If I had to pick one dish that gives me a Pancho moment, it would be roasted bone marrow on toast. Describing roasted marrow to someone who’s never had it before is difficult. Every description I come up with sounds questionable: It tastes like meat-flavored butter. It’s like jello made out of beef. Think of jam and toast, now imagine that the jam is filet mignon.
If the taste (which is rich and heavenly) isn’t selling you, perhaps the nutritional benefits of marrow will. High in iron, phosphorous and vitamin A, marrow also contains high amounts of unsaturated fat - the type of fat that’s actually good for you.
Buying marrow bones from your local supermarket or butcher is easy.

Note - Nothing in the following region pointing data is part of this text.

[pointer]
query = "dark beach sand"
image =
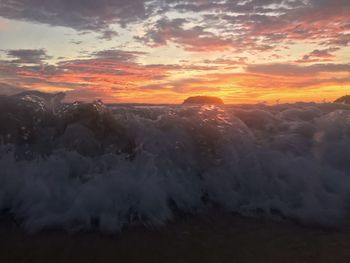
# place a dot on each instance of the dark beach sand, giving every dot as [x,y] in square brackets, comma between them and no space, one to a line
[215,238]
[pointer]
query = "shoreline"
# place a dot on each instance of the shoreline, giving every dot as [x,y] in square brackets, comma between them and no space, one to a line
[214,237]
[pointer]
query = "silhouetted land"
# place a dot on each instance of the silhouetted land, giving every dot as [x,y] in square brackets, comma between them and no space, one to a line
[203,100]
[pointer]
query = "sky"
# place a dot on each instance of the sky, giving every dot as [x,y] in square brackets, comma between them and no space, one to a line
[163,51]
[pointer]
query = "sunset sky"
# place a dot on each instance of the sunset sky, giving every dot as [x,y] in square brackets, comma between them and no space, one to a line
[162,51]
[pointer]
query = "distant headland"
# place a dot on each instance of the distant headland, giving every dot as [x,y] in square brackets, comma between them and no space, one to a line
[203,100]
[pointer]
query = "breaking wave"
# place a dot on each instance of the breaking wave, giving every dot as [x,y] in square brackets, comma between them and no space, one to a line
[82,166]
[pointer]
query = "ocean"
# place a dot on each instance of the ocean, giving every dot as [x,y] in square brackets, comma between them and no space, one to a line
[84,166]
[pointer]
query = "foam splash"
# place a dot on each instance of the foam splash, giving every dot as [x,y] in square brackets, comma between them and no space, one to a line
[83,166]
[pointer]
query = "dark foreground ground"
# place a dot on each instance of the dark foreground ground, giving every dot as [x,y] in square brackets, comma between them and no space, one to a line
[214,238]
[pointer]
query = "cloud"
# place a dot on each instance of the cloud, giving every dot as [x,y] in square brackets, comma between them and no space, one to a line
[318,55]
[78,14]
[194,38]
[27,56]
[7,89]
[296,70]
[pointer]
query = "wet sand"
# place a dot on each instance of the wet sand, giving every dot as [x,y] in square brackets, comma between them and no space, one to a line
[215,238]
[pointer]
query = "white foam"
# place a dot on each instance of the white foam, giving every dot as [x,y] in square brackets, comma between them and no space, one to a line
[293,163]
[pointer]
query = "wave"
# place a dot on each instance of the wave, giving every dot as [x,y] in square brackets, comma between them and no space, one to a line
[82,166]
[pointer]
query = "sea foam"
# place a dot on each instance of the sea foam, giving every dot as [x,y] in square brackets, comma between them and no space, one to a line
[83,166]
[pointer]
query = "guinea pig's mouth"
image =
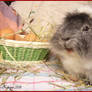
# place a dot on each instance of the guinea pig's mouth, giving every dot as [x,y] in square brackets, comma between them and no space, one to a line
[68,49]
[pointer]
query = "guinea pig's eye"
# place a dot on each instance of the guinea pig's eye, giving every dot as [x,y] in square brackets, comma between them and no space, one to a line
[85,28]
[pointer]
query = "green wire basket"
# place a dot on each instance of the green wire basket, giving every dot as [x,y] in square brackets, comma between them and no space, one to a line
[12,50]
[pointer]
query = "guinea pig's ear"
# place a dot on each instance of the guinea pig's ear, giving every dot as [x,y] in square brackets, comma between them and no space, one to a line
[85,28]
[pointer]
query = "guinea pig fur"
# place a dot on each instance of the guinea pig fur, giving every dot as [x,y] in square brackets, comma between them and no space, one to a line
[73,42]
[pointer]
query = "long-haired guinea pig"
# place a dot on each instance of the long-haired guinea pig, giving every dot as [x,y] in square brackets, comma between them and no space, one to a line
[73,43]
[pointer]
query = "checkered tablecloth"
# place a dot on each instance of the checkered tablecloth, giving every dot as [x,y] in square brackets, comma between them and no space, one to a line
[43,80]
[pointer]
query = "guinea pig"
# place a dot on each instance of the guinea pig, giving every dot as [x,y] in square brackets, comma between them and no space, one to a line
[72,42]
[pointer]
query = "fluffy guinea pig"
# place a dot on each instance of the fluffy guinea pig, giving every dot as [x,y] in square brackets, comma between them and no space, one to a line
[72,42]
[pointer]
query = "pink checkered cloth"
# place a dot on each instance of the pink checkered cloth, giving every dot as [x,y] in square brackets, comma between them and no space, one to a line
[9,18]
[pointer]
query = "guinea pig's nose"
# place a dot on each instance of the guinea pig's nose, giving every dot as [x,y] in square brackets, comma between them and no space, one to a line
[65,38]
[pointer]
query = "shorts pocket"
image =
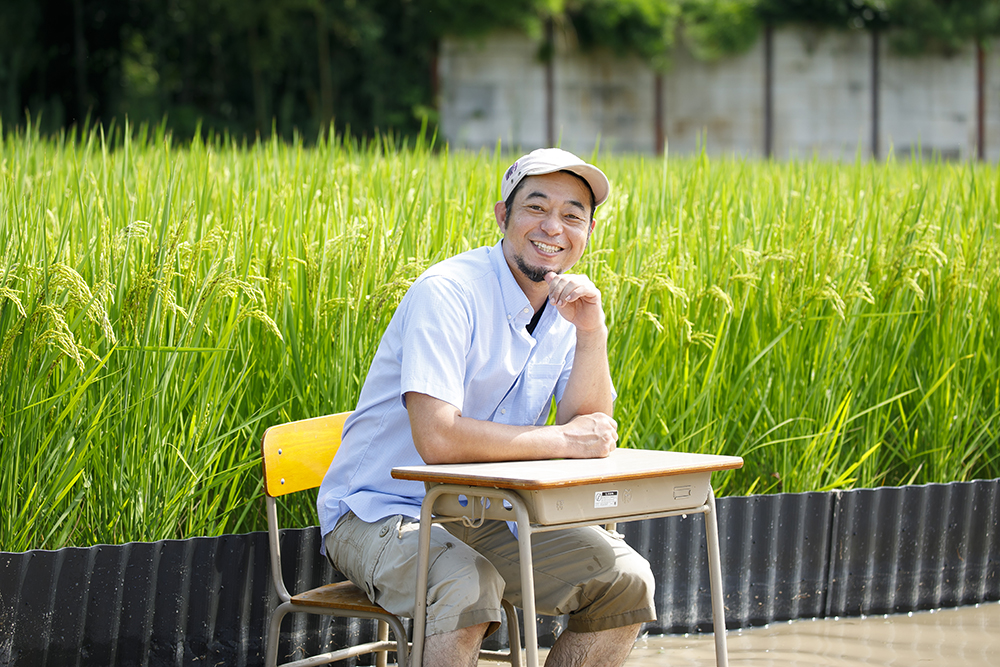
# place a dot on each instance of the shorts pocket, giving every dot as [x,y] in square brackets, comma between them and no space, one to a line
[358,546]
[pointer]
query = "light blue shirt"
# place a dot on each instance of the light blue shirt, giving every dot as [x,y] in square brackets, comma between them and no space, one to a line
[458,335]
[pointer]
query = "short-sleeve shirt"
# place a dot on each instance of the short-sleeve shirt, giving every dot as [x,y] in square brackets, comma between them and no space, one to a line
[458,335]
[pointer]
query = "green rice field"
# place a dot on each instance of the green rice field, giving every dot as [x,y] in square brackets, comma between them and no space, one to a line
[835,324]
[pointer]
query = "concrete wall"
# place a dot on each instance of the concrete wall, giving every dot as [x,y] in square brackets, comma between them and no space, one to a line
[822,99]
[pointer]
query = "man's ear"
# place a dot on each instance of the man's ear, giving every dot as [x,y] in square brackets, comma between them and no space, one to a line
[500,213]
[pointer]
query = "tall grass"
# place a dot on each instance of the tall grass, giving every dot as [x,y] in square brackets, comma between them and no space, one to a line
[160,305]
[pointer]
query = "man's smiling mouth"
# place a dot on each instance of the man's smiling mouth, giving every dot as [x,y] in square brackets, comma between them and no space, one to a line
[545,247]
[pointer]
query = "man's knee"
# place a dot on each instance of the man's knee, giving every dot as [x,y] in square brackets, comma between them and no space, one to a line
[464,589]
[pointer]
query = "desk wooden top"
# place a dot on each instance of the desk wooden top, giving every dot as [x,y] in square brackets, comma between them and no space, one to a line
[621,465]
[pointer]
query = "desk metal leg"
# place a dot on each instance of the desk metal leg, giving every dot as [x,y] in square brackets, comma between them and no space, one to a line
[423,558]
[524,552]
[715,577]
[527,581]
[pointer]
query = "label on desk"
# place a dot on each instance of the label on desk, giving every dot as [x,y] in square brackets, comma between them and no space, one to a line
[605,499]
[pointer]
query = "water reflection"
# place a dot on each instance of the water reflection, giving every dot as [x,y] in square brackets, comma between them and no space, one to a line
[967,636]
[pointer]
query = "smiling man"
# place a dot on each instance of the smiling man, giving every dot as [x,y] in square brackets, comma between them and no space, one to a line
[465,372]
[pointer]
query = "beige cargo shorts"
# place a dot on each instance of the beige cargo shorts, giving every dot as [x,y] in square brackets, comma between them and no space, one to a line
[588,573]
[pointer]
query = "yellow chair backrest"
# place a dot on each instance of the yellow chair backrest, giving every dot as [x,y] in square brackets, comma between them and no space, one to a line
[298,454]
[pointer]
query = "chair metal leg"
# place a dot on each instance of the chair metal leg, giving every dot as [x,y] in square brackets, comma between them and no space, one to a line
[381,657]
[715,577]
[513,633]
[273,633]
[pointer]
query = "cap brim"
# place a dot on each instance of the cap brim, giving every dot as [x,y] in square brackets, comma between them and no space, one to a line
[595,178]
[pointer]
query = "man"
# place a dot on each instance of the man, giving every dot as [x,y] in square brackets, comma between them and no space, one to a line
[466,372]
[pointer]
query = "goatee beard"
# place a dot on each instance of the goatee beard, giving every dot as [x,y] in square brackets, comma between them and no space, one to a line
[535,274]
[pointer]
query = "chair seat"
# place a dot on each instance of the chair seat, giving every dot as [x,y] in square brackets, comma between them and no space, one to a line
[342,595]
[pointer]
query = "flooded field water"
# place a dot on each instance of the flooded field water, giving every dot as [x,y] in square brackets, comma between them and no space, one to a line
[963,637]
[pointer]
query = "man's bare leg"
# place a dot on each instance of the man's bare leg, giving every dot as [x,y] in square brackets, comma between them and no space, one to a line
[606,648]
[459,648]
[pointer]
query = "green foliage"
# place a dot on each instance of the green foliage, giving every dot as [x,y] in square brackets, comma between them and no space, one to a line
[160,306]
[923,26]
[635,27]
[718,28]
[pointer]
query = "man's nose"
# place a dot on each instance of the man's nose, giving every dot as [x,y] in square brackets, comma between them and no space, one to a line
[551,225]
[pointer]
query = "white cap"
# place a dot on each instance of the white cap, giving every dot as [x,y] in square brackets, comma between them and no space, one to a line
[549,160]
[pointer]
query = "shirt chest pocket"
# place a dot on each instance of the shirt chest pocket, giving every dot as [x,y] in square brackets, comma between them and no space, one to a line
[535,393]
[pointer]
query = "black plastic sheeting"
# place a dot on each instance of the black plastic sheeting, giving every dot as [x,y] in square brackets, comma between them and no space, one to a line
[206,601]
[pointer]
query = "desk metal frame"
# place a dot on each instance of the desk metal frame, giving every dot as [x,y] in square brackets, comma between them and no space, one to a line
[480,509]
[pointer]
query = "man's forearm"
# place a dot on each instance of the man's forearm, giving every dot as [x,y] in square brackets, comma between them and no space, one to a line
[589,387]
[442,435]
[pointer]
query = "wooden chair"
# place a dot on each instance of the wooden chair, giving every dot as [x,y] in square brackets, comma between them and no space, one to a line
[296,457]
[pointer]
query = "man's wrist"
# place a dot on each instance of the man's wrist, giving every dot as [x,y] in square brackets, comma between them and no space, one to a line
[592,338]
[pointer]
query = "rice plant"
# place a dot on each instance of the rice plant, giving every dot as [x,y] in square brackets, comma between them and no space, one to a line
[161,305]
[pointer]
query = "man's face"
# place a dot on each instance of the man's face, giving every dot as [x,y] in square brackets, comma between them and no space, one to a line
[548,226]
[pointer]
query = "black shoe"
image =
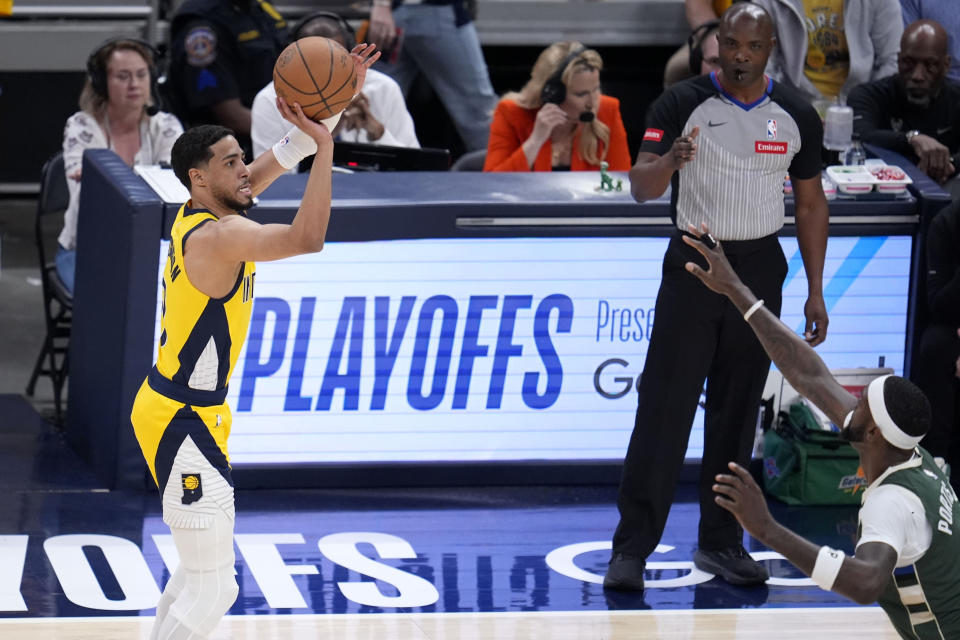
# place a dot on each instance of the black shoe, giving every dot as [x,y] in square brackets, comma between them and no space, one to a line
[625,573]
[733,564]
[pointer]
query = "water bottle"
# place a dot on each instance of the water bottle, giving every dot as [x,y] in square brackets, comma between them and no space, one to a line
[837,127]
[855,153]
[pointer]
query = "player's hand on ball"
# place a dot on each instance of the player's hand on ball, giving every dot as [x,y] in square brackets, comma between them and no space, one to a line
[719,276]
[684,148]
[364,55]
[294,114]
[739,494]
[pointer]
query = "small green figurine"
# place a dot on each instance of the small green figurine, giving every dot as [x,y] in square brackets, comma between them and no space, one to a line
[606,182]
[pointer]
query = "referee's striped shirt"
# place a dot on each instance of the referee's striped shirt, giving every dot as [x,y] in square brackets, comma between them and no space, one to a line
[744,153]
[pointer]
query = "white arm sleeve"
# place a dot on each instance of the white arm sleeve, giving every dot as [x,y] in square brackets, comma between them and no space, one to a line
[80,133]
[894,516]
[266,124]
[388,106]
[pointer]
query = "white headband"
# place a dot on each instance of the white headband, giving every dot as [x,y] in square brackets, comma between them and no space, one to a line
[891,432]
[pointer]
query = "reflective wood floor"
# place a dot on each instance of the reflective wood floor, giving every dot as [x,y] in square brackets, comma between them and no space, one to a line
[748,624]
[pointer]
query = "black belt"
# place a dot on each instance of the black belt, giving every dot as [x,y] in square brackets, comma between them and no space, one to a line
[737,246]
[194,397]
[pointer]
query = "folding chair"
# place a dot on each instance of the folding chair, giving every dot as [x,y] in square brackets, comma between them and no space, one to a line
[53,359]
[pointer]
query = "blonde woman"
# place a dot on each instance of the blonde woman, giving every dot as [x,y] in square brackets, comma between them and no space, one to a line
[560,120]
[116,113]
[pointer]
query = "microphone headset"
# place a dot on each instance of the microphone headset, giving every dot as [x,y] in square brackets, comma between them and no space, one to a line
[97,66]
[695,42]
[349,35]
[553,89]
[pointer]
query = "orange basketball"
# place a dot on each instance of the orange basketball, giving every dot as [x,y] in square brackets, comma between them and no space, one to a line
[318,73]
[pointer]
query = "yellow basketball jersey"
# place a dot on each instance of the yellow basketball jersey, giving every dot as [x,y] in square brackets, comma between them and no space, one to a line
[200,336]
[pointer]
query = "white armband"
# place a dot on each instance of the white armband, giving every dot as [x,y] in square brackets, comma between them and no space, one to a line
[297,145]
[753,309]
[827,567]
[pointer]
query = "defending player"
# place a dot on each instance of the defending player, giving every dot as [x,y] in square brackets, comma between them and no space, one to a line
[908,552]
[180,415]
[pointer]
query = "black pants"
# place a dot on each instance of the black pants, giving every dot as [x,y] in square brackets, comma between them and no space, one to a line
[697,335]
[936,376]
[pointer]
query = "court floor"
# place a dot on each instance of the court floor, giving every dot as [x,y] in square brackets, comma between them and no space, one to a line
[77,562]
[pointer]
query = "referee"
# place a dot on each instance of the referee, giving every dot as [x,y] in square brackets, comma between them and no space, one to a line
[724,141]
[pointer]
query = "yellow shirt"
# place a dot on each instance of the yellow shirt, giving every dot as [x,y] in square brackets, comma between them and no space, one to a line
[828,58]
[200,337]
[719,6]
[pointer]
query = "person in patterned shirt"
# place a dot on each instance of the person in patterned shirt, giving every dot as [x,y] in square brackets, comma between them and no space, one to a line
[116,113]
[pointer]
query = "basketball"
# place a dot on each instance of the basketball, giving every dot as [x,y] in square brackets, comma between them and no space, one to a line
[318,73]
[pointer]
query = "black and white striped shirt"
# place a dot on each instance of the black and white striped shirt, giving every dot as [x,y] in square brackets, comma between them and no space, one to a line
[735,182]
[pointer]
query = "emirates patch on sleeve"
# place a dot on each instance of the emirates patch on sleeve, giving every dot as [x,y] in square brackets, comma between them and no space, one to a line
[762,146]
[653,134]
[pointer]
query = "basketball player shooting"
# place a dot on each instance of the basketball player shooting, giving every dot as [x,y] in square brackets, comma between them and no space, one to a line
[180,415]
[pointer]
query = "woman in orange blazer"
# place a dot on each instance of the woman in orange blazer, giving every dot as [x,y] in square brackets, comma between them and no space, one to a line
[559,121]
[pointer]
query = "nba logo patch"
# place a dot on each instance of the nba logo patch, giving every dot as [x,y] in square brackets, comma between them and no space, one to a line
[192,488]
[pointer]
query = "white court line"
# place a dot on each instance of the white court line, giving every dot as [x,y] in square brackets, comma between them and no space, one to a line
[473,614]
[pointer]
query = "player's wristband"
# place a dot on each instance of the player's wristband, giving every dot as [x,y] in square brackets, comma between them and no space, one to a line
[293,147]
[827,567]
[753,309]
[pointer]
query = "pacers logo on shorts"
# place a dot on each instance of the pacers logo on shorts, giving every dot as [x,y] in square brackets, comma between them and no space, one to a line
[192,489]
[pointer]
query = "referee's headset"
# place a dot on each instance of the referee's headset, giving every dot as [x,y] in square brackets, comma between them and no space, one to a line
[97,67]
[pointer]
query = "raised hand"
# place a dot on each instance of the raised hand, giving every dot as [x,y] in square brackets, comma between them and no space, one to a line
[684,149]
[364,55]
[719,276]
[815,311]
[739,494]
[549,117]
[294,114]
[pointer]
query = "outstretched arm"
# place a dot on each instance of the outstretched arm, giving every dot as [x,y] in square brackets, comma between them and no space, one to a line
[798,362]
[861,577]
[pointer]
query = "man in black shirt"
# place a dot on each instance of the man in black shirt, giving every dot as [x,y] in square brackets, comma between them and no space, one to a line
[222,54]
[915,112]
[936,370]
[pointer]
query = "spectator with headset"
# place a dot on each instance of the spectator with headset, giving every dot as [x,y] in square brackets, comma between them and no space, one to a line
[117,112]
[222,53]
[377,116]
[560,120]
[700,53]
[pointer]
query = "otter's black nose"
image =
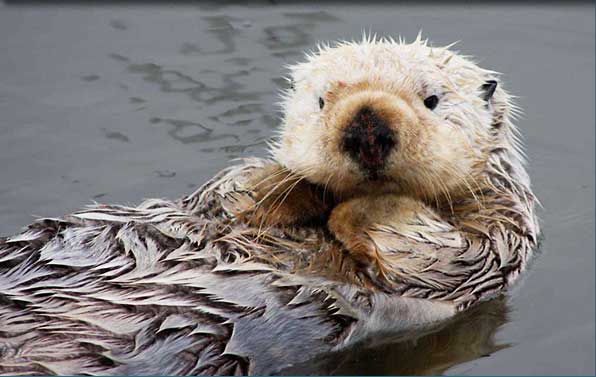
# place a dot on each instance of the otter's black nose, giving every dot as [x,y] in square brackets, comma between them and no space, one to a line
[369,140]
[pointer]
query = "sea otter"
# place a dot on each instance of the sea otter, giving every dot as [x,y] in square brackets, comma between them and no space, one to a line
[395,197]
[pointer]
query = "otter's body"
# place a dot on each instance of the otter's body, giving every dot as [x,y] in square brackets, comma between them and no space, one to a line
[393,202]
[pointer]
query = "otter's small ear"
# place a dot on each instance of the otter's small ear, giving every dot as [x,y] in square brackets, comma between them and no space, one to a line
[488,89]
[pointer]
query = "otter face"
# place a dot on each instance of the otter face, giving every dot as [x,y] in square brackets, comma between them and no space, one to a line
[382,115]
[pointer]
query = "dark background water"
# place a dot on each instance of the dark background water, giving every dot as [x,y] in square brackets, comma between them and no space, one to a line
[119,103]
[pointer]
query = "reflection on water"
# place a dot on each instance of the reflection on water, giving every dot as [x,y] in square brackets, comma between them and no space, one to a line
[467,337]
[116,104]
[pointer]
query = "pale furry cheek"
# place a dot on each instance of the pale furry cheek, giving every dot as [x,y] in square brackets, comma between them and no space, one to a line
[301,148]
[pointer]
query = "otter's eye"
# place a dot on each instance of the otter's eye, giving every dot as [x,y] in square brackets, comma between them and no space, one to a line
[431,102]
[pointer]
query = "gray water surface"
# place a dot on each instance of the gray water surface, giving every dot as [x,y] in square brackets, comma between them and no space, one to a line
[120,103]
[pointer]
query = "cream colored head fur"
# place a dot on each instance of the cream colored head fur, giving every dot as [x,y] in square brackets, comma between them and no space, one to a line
[438,152]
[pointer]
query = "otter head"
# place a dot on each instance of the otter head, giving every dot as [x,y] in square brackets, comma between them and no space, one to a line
[389,116]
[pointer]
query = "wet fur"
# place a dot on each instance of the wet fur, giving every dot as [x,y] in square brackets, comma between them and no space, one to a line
[270,263]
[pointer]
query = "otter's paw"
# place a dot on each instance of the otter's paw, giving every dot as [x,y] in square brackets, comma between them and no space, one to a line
[368,226]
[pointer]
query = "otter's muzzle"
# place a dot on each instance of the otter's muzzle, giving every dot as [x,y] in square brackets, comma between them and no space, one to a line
[368,140]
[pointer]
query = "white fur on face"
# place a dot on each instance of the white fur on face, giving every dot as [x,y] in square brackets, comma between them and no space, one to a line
[449,142]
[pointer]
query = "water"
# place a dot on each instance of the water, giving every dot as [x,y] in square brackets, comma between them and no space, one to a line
[120,103]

Ask for beef bones cut from the center of the legs. The bones should be clean of most meat (a little bit of meat clinging to the bone is okay) and the marrow should be a pinky white. The recipe itself is a simple one.
You will need:
- Marrow bones
- salt & pepper
Begin by rinsing the bones in cold water and patting dry. You may see some spots of blood, which is fine.
Place in a nonstick or foil-lined roasting pan and sprinkle with salt and pepper. Roast at 450 degrees for 15-20 minutes. You’ll know it’s ready when the marrow begins to separate from the sides of the bone and puff up a bit, and some of the clear fat starts to drip from the bottom of the bones.
Once cooled, insert a knife to dig out the buttery goodness, spread on toast, sprinkle with a little salt, close your eyes and take it in.